Houston is in transition. Future growth and heavy traffic demand attention from the public sector and civic leaders. Meanwhile, the Houston’s real estate markets normalize after a robust run since recovering from the Great Recession.  With the energy industry in a slowdown, some say Houston’s office and multifamily sectors are overbuilt.  Real estate appraiser and consultant Mark O. Sikes constantly keeps his finger on the pulse of Houston, as well as the major markets in Texas. Sikes, a principal in the Deal Sikes & Associates valuation and consulting firm, has evaluated office buildings, retail centers, hotels, residential developments and REIT portfolios. Sikes has handled hundreds of eminent domain cases as roadways have expanded across the state. Realty News Report caught up with Sikes to capture his opinions on the Houston real estate market.

Realty News Report: What’s the biggest game-changer in Houston real estate right now?
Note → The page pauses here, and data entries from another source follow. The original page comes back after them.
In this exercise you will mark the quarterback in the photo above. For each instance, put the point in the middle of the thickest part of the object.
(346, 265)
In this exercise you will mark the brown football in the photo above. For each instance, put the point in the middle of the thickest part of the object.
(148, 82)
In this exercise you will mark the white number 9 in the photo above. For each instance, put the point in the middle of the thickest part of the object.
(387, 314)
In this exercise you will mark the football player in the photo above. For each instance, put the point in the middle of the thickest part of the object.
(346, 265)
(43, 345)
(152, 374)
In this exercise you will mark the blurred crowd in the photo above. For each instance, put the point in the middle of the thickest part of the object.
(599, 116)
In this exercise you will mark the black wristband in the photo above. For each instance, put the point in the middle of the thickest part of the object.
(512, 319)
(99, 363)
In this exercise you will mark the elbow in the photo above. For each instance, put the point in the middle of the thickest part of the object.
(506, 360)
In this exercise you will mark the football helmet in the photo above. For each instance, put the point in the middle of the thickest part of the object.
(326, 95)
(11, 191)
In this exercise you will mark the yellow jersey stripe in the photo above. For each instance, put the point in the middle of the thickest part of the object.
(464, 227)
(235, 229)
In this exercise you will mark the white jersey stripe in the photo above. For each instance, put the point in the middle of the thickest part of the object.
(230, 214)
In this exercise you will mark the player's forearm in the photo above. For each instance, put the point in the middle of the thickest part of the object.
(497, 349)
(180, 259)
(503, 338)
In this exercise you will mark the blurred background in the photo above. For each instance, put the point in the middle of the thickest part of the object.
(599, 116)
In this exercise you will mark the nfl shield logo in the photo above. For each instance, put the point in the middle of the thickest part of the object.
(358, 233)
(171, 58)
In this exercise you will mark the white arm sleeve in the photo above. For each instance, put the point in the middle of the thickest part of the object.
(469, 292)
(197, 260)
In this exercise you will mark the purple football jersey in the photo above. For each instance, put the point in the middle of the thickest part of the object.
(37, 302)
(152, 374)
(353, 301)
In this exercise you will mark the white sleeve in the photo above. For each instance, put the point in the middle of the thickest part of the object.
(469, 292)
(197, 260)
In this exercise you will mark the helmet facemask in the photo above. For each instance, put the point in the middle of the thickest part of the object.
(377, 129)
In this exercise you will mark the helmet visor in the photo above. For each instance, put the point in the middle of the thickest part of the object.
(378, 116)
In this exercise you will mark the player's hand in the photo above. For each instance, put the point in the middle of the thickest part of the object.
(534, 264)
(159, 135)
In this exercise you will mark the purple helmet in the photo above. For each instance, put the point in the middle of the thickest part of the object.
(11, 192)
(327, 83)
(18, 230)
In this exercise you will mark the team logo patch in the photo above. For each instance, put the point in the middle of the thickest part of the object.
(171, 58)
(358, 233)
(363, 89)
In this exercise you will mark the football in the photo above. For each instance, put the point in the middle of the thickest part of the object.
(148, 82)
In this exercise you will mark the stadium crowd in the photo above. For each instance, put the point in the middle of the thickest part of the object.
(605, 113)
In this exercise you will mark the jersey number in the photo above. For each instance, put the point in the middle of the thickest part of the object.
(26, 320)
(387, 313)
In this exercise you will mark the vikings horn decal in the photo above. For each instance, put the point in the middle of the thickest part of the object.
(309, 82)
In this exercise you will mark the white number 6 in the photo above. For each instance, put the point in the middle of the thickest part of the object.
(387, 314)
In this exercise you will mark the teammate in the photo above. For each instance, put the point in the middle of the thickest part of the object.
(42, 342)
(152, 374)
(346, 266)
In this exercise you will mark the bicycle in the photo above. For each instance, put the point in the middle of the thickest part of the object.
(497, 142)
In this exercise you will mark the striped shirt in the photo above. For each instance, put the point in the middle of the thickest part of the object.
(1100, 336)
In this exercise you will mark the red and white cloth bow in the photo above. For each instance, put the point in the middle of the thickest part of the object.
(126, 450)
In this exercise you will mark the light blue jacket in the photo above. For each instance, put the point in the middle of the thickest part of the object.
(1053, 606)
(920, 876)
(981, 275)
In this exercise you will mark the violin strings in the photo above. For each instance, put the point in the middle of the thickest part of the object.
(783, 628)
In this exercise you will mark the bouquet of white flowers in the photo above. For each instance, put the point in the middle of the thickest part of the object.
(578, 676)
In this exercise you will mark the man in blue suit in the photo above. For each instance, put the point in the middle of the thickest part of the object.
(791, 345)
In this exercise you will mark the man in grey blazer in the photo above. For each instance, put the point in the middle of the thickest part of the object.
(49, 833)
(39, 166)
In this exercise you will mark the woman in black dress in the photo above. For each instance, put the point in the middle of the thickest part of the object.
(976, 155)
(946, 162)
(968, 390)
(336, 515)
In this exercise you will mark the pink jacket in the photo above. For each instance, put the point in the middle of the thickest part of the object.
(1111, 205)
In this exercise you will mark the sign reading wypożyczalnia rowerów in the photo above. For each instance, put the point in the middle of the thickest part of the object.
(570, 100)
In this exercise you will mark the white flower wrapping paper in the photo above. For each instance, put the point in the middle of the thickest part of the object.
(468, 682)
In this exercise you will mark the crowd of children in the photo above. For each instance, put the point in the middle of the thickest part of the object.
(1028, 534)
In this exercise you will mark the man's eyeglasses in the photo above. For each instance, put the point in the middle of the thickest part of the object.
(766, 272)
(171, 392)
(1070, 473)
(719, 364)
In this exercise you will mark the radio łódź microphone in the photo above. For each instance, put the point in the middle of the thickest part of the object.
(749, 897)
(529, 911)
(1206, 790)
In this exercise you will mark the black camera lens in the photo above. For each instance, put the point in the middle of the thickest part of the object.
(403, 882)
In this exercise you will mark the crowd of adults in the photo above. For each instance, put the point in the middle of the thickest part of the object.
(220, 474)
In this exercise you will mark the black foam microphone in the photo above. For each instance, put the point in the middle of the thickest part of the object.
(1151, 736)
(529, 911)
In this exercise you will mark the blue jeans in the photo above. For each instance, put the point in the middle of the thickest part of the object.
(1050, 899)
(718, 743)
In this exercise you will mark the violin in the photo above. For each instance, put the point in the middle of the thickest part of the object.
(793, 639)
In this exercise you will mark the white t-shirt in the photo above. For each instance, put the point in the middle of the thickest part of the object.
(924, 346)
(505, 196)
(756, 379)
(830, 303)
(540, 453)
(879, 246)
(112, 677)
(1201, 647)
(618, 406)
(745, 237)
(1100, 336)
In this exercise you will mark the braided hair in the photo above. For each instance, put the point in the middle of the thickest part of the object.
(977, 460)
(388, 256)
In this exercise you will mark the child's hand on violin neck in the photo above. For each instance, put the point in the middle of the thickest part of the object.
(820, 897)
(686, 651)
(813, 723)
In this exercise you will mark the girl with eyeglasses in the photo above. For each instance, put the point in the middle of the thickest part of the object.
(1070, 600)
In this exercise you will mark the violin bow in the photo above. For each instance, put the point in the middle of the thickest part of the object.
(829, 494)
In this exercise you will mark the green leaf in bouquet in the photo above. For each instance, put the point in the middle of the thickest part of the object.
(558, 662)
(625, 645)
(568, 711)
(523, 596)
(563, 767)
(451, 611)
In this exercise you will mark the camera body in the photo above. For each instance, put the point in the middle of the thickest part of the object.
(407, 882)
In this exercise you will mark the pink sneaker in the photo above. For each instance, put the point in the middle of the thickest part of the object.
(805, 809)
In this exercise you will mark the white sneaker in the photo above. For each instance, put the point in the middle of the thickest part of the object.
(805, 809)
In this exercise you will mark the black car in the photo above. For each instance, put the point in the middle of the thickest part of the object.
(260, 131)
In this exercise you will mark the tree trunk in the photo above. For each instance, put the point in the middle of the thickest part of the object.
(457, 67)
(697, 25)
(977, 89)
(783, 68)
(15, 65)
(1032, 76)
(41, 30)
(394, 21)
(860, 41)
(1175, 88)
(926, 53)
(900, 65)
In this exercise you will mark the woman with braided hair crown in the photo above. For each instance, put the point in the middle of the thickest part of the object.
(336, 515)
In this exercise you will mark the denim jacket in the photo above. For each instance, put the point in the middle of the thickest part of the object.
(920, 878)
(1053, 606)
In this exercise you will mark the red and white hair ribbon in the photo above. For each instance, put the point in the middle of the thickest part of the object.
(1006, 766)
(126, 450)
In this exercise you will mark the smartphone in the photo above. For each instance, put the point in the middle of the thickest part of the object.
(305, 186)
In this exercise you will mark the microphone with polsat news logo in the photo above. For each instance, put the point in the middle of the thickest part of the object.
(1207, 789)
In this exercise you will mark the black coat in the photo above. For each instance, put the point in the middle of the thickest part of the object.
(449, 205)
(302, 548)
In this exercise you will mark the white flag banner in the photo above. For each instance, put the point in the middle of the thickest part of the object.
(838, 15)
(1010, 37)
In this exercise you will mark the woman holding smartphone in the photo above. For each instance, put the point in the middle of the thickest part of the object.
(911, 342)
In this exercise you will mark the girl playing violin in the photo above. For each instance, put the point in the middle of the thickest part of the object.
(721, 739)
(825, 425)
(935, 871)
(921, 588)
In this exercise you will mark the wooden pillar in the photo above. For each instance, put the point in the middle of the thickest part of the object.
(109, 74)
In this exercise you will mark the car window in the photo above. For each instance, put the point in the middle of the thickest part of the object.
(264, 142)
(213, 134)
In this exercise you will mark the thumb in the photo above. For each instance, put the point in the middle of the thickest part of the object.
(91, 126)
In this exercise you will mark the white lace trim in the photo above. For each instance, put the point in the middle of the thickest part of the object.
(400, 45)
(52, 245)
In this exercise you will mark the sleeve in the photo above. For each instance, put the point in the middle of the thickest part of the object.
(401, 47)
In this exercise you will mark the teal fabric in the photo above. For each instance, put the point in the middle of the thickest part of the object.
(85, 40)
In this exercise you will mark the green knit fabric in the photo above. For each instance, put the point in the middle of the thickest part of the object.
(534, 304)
Sikes: The expansion of the Grand Parkway in north and northwest Houston is certainly an important factor for the future growth of the metropolitan area. Numerous developers are taking positions along the Grand Parkway, preparing for the next growth cycle when they can develop master planned communities or retail. In downtown, TXDOT is planning to change freeway routes, including the demolition of the Pierce Elevated. The oil industry is impacting Houston, of course. But the new infrastructure will have a long-term impact on the city.

Realty News Report: What about the high-speed bullet train from Houston to Dallas?

Sikes: The high-speed train, although it’s years away, is definitely important. Decisions about the routing and terminus points are critical and our firm is evaluating the implications the train will have on real estate values and eminent domain matters.

Realty News Report: Occupancy rates are down in Houston’s office and apartment markets. And at the same time a number of projects are under construction. Have we reached the bottom of this downturn?

Sikes: We concur that Houston is on the brink of overbuilding is some areas. The supply of new multifamily, with some 100 apartment communities under construction, has raised some eyebrows. But we believe that the apartment construction spigot will be turned off and the multifamily market can regain its footing in a couple of years.

Realty News Report: And the office market? Do you expect Houston office buildings to maintain their values this year?

Sikes: Yes, generally speaking.

Realty News Report: What about the other sectors?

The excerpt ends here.